Most people moving from SiteGround to Cloudways are doing it for one of two reasons: renewal pricing got too steep, or the site hit SiteGround's CPU limits during traffic spikes. The move is straightforward, but a few SiteGround-specific quirks (SG Optimizer, bundled email, daily backup retention) catch teams that follow a generic migration tutorial. This guide covers each of those, with zero-downtime DNS instructions at the end.
Before You Start
This is a child page in our broader Cloudways setup and migration guide, which compares the plugin route, the free managed migration option, and manual SFTP transfers. For SiteGround sources specifically, the WordPress Migrator plugin is the right tool: it handles the database, files, and serialised options in one pass. You will need admin access to your SiteGround site, a Cloudways account, and your domain registrar login.

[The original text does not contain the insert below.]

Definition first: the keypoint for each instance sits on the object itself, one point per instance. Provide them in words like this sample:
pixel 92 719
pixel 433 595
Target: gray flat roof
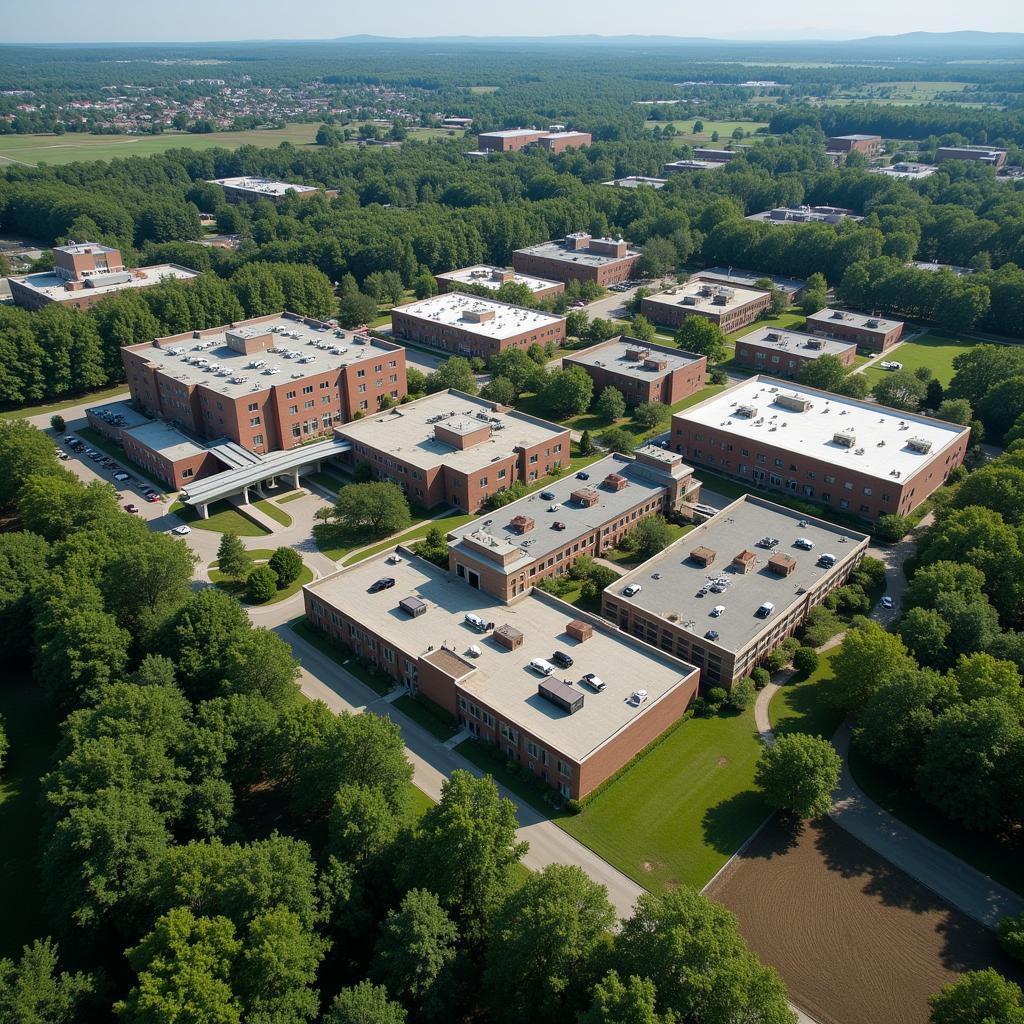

Step 1: Lower the SiteGround DNS TTL
Twenty-four to forty-eight hours before you migrate, log into your DNS provider and lower the TTL on your A and CNAME records to 300 seconds. When you switch DNS at the end of this guide, that low TTL means visitors see the new server within five minutes instead of hours. If your domain DNS is managed inside SiteGround Site Tools, the setting lives under Domain > DNS Zone Editor.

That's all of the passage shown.